April 18, 2015

Why Robin Rinaldi was NOT in an “Open Marriage”

Posted in Uncategorized tagged , , , , , , , , , , , , at 9:06 am by Kathleen

The headline makes me wince: “I Slept with 12 Strangers with my Husband’s Permission”, it screams, and I instantly feel that sick twinge in my gut because I just know that this is going to be another story of disastrous monogamy-gone-astray that gets touted as polyamory and, thus, depicts poly as dysfunctional and inherently ruinous to the inexperienced reader.

Sure enough, the article, promoting Rinaldi’s book The Wild Oats Project: One Woman’s Midlife Quest for Passion at Any Cost, goes on to describe a year in which she and her spouse lived separately (while spending weekends together) in order to explore other relationships and, at least in Rinaldi’s case, find her sexual awakening independent of her spouse.

That, my friends, is not poly (or an open marriage), that is an amicable trial separation.

Where they Went Astray
There are very few “thou shalt nots” when it comes to poly; every relationship is different, every couple (or group) handles relationships and rules differently, and every person can (or wants to) handle a different level of information about their partners’ partners.
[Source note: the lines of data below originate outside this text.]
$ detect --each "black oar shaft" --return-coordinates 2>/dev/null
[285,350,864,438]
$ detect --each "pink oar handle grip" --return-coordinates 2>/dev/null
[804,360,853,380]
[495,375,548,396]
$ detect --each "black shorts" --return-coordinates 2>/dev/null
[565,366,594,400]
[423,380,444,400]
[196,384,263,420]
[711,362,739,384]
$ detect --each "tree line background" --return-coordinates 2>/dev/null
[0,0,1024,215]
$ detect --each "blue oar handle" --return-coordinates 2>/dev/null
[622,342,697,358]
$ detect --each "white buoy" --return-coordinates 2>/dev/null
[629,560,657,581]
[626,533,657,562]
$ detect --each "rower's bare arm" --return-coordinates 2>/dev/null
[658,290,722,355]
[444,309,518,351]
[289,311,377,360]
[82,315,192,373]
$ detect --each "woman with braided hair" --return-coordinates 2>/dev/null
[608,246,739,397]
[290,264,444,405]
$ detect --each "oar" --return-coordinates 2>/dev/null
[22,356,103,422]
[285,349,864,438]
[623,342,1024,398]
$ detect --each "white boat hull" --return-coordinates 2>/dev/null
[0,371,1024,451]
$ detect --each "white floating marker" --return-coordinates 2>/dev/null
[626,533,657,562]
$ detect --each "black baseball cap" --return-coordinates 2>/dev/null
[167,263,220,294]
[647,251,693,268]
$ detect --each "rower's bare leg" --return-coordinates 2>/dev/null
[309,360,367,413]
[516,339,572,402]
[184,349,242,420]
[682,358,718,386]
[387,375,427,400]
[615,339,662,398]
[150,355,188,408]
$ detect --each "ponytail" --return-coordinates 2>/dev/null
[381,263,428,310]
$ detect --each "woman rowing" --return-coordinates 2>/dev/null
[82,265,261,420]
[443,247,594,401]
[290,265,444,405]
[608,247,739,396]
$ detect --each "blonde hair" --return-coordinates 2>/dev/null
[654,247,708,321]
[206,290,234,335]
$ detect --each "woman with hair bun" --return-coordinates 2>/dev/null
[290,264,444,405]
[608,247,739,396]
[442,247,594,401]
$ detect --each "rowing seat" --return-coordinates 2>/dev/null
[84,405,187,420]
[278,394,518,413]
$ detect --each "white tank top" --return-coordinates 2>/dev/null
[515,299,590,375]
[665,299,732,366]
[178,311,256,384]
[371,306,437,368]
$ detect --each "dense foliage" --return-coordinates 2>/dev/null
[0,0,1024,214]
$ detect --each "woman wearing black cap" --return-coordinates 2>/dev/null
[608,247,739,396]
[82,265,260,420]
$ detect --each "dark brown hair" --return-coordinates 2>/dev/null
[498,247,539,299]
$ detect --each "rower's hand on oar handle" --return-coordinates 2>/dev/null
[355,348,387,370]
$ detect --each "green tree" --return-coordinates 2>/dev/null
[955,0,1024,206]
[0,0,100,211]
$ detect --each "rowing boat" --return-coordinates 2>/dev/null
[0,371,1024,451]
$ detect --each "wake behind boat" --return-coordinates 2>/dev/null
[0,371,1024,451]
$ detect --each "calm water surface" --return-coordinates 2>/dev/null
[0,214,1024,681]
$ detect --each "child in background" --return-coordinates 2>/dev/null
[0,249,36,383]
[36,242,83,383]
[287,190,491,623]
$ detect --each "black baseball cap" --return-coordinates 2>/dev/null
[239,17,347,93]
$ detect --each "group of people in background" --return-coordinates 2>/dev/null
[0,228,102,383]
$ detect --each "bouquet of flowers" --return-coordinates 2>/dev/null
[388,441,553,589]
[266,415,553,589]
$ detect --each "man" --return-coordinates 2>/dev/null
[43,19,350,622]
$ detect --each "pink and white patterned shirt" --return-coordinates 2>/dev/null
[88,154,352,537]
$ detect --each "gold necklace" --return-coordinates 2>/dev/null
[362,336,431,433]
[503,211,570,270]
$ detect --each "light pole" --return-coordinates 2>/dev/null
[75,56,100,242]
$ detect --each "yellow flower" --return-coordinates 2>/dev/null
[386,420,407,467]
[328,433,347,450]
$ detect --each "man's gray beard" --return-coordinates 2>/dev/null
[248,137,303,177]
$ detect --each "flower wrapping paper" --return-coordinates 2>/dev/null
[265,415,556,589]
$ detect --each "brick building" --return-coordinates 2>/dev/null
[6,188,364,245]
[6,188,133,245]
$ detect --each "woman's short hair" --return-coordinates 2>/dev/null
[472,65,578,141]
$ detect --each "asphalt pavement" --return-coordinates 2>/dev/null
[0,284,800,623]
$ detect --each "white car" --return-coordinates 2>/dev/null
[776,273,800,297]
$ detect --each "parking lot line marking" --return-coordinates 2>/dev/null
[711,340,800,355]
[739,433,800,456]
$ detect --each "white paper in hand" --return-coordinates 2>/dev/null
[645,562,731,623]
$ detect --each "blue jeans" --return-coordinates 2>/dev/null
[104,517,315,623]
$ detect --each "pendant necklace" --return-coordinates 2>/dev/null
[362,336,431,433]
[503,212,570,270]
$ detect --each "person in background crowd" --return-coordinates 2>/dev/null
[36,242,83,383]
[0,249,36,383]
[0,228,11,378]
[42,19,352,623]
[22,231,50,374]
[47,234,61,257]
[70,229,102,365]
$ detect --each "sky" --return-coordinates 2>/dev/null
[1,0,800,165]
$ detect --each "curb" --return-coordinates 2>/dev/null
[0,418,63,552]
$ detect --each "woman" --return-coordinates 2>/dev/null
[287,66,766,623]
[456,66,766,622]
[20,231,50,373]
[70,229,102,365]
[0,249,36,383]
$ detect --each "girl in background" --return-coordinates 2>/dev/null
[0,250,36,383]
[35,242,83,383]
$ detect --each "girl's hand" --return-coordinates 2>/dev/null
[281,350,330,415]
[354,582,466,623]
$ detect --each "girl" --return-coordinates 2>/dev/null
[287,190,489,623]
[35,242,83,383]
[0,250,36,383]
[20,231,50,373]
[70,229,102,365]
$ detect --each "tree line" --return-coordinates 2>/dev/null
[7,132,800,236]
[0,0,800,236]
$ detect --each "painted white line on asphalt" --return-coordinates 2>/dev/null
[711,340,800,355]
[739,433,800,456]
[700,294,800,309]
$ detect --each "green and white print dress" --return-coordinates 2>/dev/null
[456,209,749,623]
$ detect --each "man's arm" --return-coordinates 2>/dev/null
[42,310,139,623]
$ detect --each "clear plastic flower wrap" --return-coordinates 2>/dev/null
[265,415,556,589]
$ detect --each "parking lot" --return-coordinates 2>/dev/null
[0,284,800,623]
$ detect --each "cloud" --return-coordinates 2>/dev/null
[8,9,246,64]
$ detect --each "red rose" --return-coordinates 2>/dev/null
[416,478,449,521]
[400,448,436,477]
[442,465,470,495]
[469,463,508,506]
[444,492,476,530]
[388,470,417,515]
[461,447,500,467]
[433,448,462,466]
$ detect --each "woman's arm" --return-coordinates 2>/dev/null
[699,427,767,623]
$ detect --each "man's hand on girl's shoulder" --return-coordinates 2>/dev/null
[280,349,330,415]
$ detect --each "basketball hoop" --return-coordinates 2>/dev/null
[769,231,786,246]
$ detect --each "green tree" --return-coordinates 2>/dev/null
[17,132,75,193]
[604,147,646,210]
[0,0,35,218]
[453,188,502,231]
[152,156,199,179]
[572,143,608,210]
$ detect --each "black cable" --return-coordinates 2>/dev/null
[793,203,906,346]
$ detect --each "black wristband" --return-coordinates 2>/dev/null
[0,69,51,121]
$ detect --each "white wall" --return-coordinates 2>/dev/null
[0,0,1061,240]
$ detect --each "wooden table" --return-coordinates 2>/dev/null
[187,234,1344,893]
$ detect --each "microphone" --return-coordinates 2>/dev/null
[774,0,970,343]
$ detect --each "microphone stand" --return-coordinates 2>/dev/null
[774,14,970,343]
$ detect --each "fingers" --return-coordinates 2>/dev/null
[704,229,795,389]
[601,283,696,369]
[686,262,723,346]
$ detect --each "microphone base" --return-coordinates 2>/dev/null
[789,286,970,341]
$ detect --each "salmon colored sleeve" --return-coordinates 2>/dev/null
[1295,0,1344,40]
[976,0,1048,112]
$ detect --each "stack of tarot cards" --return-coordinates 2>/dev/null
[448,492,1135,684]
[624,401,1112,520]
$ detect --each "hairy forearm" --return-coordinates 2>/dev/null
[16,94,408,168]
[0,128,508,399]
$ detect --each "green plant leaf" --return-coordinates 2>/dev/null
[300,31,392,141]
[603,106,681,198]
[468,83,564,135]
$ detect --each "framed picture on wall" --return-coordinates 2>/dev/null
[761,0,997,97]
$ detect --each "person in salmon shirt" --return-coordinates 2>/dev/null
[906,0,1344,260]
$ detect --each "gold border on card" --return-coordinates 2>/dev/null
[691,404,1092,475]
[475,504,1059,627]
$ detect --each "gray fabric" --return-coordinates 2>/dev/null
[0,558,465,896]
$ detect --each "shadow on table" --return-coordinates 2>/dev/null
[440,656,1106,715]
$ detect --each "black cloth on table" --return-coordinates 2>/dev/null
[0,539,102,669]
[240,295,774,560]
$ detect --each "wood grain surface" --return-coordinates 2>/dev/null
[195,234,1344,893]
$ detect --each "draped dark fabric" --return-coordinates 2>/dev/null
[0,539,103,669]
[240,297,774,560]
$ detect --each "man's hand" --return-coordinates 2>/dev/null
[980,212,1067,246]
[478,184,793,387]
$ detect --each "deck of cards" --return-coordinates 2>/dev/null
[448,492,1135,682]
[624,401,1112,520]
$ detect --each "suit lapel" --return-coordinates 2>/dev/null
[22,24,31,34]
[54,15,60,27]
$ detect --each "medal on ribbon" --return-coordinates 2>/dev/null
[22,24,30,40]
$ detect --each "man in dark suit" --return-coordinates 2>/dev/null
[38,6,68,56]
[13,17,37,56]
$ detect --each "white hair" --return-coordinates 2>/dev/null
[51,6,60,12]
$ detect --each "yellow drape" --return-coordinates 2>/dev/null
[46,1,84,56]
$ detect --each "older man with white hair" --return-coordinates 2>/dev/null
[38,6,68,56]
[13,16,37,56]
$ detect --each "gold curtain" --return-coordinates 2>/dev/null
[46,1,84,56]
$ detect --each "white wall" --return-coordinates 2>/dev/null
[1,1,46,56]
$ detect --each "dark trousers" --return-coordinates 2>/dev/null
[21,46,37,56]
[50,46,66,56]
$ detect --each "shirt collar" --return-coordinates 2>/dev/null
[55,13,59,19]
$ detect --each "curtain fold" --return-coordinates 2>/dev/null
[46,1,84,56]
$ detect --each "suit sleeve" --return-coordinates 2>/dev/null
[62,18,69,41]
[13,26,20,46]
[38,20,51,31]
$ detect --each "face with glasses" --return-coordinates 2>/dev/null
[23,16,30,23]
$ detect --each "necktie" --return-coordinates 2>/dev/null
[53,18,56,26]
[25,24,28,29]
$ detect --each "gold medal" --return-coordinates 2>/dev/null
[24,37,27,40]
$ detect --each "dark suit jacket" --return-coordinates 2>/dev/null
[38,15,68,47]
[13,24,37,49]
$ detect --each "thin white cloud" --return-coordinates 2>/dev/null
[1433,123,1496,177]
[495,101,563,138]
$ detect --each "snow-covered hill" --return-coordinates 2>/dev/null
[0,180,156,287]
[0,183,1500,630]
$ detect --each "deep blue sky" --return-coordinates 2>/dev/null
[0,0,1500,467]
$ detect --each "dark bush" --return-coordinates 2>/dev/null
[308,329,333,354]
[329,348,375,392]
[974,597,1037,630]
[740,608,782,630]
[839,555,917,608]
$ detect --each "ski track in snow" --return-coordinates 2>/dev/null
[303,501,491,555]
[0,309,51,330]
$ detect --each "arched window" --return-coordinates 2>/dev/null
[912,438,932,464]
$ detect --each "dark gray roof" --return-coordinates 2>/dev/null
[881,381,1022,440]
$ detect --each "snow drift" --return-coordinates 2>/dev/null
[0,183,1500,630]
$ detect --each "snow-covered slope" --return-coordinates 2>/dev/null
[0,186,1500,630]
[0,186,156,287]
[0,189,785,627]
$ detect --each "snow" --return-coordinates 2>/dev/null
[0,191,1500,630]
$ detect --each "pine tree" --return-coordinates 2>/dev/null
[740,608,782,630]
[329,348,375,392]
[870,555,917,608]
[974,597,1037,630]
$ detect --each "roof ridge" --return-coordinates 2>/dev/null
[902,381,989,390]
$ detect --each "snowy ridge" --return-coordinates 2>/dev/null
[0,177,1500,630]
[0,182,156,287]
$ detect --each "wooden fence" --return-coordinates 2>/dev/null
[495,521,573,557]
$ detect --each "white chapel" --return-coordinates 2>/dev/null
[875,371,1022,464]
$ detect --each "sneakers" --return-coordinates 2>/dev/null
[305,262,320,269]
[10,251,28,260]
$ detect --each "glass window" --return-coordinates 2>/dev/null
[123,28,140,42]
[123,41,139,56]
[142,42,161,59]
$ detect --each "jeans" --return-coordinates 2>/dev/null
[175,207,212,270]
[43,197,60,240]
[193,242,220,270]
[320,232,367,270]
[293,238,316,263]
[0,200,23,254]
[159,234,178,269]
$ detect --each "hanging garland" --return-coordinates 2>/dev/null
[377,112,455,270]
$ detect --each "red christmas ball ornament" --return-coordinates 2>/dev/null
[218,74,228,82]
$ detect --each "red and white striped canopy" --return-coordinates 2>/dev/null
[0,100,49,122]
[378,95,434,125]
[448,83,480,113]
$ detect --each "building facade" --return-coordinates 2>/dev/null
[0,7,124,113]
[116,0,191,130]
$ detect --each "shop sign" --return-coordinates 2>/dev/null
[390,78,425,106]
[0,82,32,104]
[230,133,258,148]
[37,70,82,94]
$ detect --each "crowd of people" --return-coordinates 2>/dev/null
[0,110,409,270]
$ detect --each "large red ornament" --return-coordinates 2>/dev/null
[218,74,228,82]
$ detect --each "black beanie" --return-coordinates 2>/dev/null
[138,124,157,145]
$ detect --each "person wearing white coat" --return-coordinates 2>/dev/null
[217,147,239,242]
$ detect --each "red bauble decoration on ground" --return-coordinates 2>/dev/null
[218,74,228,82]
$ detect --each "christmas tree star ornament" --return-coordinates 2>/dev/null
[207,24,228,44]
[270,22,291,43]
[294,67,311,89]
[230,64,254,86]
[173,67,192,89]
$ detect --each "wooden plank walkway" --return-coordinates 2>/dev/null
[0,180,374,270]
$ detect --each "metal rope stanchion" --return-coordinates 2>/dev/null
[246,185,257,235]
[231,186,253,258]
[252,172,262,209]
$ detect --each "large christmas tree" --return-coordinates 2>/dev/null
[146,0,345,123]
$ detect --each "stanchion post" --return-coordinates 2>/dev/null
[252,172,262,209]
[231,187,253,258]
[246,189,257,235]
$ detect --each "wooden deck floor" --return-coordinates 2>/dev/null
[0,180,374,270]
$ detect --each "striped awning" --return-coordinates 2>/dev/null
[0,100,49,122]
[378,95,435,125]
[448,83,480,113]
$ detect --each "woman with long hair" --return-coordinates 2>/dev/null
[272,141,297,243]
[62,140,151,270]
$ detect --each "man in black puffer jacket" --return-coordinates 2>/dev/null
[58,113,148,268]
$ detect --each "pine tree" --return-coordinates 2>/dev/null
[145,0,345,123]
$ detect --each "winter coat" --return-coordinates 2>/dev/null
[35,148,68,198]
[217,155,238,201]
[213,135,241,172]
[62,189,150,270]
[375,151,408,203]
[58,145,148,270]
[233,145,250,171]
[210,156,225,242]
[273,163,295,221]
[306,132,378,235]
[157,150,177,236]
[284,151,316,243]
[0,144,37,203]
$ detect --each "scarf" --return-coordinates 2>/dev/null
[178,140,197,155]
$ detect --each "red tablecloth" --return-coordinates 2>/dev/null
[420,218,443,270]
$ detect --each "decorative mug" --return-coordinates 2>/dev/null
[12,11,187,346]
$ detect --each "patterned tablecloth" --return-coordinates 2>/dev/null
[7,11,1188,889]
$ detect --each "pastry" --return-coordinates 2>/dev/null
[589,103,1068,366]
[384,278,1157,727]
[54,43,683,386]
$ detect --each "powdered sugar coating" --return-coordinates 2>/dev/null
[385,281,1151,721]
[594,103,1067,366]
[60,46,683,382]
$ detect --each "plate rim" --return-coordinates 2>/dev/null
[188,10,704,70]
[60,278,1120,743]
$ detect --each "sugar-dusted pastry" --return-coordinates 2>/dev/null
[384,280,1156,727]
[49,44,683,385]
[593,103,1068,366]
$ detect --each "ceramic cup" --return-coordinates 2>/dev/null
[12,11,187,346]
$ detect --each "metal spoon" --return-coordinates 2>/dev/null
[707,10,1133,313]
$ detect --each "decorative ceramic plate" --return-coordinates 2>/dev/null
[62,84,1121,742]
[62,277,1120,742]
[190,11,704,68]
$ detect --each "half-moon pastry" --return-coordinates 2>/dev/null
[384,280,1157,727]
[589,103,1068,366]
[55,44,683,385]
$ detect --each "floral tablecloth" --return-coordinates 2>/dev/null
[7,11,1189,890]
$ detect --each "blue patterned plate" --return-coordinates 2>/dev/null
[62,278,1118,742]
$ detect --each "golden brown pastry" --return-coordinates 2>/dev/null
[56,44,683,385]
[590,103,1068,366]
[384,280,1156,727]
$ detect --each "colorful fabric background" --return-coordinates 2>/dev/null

But some rules, you just don’t break:

Communicate!

  • How to handle it: If you’re unsatisfied, talk to your partner about how the two of you can best meet your needs. Define clear boundaries and expectations, and keep the lines of communication open throughout the process to ensure that the existing relationship doesn’t grow apart.
  • How they handled it: Don’t ask, don’t tell. They established rules, but didn’t communicate when those rules were broken, experienced intimacy with other people without sharing any of that with their spouse, and based on how surprised they were to find themselves two very changed people at the end of the year, probably weren’t communicating/working on their own relationship during their weekends together, either.
  • Mind the Rules

  • How to handle it: Negotiate clear rules with your partner(s) and be mindful of those limitations at all times. Rules are how you protect yourself and your partner(s), and your established relationships. They’re a matter of respect and yes you are cheating if you break them, even if it’s a rule that seems silly to you or that no other poly people you know follow. If you and your partner(s) have agreed that you can only have sex with people in clown suits and that’s no longer working for you, go back to #1 and communicate your changed circumstances.
  • How they handled it: The article mentions two rules: no sex without protection and no emotional intimacy (God, I hate it when people think they can legislate their partner’s feelings!) Robin Rinaldi developed an emotional connection with the man she eventually left her husband for. Oops. Her husband, meanwhile, had a six month affair with a woman (emotional) and allegedly was not using condoms. So much for rules.
  • Respect your Partner(s)

  • How to handle it: Ask your partner what they need. Discuss what needs are not being met, and find respectful, mutually work toward solutions, and be willing to acknowledge when needs are simply un-meetable (for example, a person working full time and going to school full time and sleeping part-time only has so many hours, and “I need to see more of you” isn’t going to work short term; instead, these partners could discuss how things will change in the long term, and exactly when they expect to be able to re-negotiate their circumstances.)
  • How they handled it: Robin handed down an ultimatum (I am GOING to go have sex with people!). Her husband spent six months actively flouting the rules they’d laid down together, and the only one he willingly followed was “keep your mouth shut”. These are not respectful behaviors on either end.
  • I am not hating on Robin Rinaldi!
    Please don’t mistake me; Rinaldi is a grown woman who saw that her needs were not being met within her marriage and took steps to place herself in a situation that was right for her. She had lots of sex (awesome!) and opened up to new aspects of herself, and ultimately seems to have landed in a situation that is more comfortable for her.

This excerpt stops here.